XSEDE's Extended Collaborative Support Service (ECSS) program provides expert technical assistance to XSEDE users. XSEDE's ECSS staff members can collaborate with XSEDE project teams in a variety of support roles:
- Algorithmic or solver change; incorporation or implementation of new or advanced numerical methods and/or math libraries
- Optimization (single processor performance, parallel scaling, parallel I/O performance, memory usage, or benchmarking improvement)
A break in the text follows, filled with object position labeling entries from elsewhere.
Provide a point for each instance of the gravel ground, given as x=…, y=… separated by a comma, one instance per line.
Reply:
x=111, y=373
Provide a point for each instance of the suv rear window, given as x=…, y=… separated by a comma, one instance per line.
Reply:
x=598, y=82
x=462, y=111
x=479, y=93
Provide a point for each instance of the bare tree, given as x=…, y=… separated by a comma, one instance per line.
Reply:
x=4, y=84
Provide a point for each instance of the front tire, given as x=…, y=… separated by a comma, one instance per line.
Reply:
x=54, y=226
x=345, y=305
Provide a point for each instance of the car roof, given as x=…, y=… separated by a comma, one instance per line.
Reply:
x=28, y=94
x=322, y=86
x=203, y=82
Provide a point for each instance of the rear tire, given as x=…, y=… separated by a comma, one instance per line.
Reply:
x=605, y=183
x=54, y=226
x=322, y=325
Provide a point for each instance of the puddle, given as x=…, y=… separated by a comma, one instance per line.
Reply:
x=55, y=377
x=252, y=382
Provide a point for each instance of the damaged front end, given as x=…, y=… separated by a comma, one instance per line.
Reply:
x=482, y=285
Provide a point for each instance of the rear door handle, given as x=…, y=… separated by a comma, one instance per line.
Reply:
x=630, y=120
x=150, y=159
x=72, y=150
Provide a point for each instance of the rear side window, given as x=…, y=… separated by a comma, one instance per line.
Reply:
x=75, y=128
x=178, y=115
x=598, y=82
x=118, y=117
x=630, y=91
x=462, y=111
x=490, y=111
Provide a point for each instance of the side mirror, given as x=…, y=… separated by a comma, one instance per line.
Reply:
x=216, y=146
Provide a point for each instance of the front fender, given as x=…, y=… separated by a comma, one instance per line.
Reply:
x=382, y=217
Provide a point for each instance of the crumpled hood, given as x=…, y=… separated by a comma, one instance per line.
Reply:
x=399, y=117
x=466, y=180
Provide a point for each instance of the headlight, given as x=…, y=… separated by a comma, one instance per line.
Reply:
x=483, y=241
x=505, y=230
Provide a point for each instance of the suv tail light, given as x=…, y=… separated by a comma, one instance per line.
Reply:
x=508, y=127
- Development of parallel code from serial code/algorithm
- Data visualization or analysis
- Incorporation of new data management or storage
- New grid computing work
- Implementation of new workflows for automation of scientific processes
- Incorporation of new visualization methods
- Innovative scheduling implementation
- Integration of XSEDE resources into a portal or Science Gateway
We do find projects work best when approached collaboratively, therefore we require involvement from the principal investigator's team. We are not able to support activities such as a complete handoff of a code for independent parallelization by ECSS staff. Also, we will generally not be able to assist with third-party software unless you or we have a developer's license or other collaborative relationship with the authors, or if the software is open-source.
Please see the XSEDE website for more on the ECSS program:
XSEDE users may request ECSS services through the allocation process. PIs may request ECSS assistance along with a new Research allocation request or by submitting a stand-alone Supplement request to an active allocation. The request will be reviewed, usually in conjunction with your XSEDE grant proposal. ECSS management will then assess whether there is also a good potential match with the experts available to collaborate with your team. If so, a member of the ECSS team will contact you to develop a specific work plan for the collaboration.
PIs must answer the following five questions to be included along with the ECSS request. Illustrative examples are provided to clarify the meaning of each question.
1. What do you want to accomplish with the help of expert staff? Have you already done any work on this aspect of your software?
We request ECSS support to improve the parallel efficiency of our major production code, "ABCDcode". This application has routinely utilized up to 250 processes for a cumulative run-time of about 300 hours. The proposed research requires a 6-fold increase in dataset size which will require the utilization of additional processes. In order to maintain an appropriate time-to-solution at least 1,000 processes will need to be utilized.
This project will require the identification of barriers to parallelization which decrease the parallel efficiency of ABCDcode. A likely culprit is our use of a master-slave task management pattern which relies on synchronization between a subset of slave processes. We expect that replacing this communication pattern with a more scalable alternative would greatly increase the parallel efficiency. Additionally, the removal of data dependencies between processes should also help remove synchronization between tasks and improve efficiency. It may also be necessary to investigate the choice of specific algorithms within the code, since it is likely that certain implementations may be adding to the inefficient communication patterns and/or unnecessary process synchronizations.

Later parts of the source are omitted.